Zero-shot and Few-shot Learning with Instruction-following LLMs for Claim Matching in Automated Fact-checking
Dina Pisarevskaya, Arkaitz Zubiaga
TL;DR
The paper addresses claim matching (CM) in automated fact-checking under data scarcity by studying zero-shot and few-shot learning with instruction-following LLMs. It reframes CM as PD or NLI tasks via carefully engineered prompts and evaluates four models across short and long texts, introducing the ClaimMatch dataset.
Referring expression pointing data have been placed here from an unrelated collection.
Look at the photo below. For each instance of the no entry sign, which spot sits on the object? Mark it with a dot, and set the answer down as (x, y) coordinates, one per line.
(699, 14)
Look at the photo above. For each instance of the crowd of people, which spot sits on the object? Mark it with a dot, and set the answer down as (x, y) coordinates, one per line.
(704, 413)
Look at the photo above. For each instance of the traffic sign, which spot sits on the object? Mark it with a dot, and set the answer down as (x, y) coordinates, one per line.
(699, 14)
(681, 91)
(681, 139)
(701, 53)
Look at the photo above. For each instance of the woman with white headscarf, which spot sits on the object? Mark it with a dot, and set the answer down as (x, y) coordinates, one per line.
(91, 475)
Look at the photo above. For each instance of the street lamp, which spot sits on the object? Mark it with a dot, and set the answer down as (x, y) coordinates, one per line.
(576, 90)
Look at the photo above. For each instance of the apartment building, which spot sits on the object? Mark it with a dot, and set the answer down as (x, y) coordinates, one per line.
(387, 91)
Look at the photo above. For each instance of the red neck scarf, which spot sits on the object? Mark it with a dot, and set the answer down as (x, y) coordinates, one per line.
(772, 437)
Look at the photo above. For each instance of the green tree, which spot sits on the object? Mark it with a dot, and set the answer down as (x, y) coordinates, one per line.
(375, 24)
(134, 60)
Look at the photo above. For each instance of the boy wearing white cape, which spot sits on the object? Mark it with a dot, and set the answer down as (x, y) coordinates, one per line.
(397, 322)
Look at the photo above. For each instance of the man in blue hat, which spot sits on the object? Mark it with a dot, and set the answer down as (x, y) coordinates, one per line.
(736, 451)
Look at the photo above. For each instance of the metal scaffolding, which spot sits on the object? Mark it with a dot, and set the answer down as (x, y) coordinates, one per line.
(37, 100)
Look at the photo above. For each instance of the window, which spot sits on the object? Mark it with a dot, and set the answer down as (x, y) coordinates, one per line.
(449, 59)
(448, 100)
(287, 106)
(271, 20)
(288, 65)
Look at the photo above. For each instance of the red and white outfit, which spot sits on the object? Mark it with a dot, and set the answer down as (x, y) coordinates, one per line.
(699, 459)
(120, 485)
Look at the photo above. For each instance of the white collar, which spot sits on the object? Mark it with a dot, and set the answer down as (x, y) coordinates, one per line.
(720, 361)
Key findings show that PD and NLI prompts enable strong CM performance in few-shot regimes (e.g., Mistral with PD-6 reaching ~95% F1 and Gemini with NLI-5+PD-6 reaching ~97.2% F1), sometimes matching or approaching fine-tuned baselines, and that ensemble prompts can improve robustness. The work provides a practical CM pipeline, analyzes error modes, and proposes directions for dataset expansion and automated prompt search to advance data-efficient CM in real-world fact-checking.
Abstract
The claim matching (CM) task can benefit an automated fact-checking pipeline by putting together claims that can be resolved with the same fact-check. In this work, we are the first to explore zero-shot and few-shot learning approaches to the task. We consider CM as a binary classification task and experiment with a set of instruction-following large language models (GPT-3.5-turbo, Gemini-1.5-flash, Mistral-7B-Instruct, and Llama-3-8B-Instruct), investigating prompt templates. We introduce a new CM dataset, ClaimMatch, which will be released upon acceptance. We put LLMs to the test in the CM task and find that it can be tackled by leveraging more mature yet similar tasks such as natural language inference or paraphrase detection. We also propose a pipeline for CM, which we evaluate on texts of different lengths.